Emerging Markets Institute conference reveals Brazil’s leadership in the biofuel space

Business leaders from the South American nation tell Cornell audience the myriad unique ways Brazil hopes to achieve a leadership position in sustainable solution development

On March 4, “Brazil: A Pathway into the Future,” a daylong conference hosted by Johnson’s Emerging Markets Institute (EMI) and Better Brazil , featured an opening round of speakers who described the growth potential of Brazil and multpile panel discussions on specific topics related to business opportunities presented by the emerging economy of Brazil.

Of particular interest to those connected with growing and emerging markets was a panel discussion, moderated by Johnson professor of Entrepreneurship and Personal Enterprise, Wesley D. Sine, on Brazil’s trend towards biofuel usage in transportation, and ways in which the nation might act as a leading example of sustainability for the United States and other world economies.

The panel featured Allan Kardec Duailibe, director of the National Agency of Petroleum, Natural Gas and Biofuels (ANP-Brazil); Professor Michel Louge, who has in the past worked as a process development engineer at Shell International in The Netherlands and now teaches in the College of Engineering; and Carolina Costa, senior associate at McLarty Associates, and former advisor for Institutional Relations at the Brazilian Sugar-cane Industry Association (UNICA).

The panel discussed the Brazilian Vehicle Matrix, which illustrates the breakdown of various types of energy, such as gasoline, diesel, and ethanol used by the population and other energy sources, particularly biofuels, that the government is considering.

The subject of sugarcane-derived ethanol was an important highlight of the discussion for all three panelists. Carolina Costa noted that sugarcane is Brazil’s number-one renewable source of energy and internationally, it is second energy source after petroleum. She claimed that ethanol use has precluded the release of 600 million tons of carbon dioxide emissions since 1975. Costa dismissed arguments that growing sugarcane as a biofuel leads to deforestation of the Amazon, citing that the plant needs very dry weather and lots of sunlight.

“I see a political willingness in Brazil to make itself an example of forest management,” said Costa. “Brazil is in a position to use their resources in the best way. It has a wonderful population.
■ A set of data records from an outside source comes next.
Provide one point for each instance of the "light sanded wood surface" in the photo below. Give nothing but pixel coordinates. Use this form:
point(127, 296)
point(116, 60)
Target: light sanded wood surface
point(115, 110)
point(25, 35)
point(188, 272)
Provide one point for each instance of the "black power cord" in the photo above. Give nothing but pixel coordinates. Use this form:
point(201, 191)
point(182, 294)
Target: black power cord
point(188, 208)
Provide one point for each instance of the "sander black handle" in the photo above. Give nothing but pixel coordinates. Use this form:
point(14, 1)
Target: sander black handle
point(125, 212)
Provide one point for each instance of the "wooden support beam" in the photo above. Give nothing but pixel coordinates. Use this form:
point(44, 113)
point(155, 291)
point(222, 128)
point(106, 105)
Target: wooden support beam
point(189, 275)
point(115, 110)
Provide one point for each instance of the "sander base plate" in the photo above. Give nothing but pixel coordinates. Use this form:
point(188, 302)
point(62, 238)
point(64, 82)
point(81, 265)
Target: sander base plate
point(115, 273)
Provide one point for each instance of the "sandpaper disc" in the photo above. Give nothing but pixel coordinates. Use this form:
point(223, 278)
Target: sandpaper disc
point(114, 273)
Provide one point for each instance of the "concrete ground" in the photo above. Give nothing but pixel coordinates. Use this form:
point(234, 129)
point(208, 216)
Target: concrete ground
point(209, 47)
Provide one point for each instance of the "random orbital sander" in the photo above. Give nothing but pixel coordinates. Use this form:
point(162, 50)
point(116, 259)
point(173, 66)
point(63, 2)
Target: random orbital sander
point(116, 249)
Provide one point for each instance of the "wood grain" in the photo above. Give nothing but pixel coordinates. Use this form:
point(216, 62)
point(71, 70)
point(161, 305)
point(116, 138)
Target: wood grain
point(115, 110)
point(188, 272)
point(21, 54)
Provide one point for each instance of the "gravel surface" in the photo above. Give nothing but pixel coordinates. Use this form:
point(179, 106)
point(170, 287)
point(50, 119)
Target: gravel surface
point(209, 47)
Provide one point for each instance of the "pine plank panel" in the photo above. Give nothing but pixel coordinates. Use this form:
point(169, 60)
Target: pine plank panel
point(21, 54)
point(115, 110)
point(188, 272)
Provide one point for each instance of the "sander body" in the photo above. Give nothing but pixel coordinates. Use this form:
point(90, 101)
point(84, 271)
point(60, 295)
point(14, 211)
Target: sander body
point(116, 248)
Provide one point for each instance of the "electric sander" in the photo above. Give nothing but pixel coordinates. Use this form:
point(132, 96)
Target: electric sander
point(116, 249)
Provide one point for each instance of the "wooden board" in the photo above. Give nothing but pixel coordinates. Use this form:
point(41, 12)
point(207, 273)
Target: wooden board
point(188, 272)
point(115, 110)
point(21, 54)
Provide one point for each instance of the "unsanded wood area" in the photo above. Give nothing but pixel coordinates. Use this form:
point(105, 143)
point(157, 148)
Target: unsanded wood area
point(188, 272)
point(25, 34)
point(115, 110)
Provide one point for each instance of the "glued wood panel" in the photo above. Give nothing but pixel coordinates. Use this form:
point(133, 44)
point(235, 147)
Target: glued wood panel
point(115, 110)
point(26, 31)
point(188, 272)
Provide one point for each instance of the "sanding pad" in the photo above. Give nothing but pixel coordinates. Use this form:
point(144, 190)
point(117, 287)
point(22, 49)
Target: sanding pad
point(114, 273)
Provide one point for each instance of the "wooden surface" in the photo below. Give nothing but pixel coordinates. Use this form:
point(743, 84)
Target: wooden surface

It has the opportunity to escape this resource curse that many other countries have fallen into.”

The panel also discussed the opportunity to investment in “flex-fuel” vehicles, which take advantage of biofuels’ high-energy output and high emissions reduction. They also discussed future applications of renewable energy not only in cars, but also buses, planes, and motorcycles.

Costa concluded with a piece of insight for Johnson students, who attended the conference, stating that biofuel usage will, without doubt, expand internationally due to consumer demand and public policy interests. In this way, the Brazilian market will become increasingly important to future business leaders interested in global development and growth.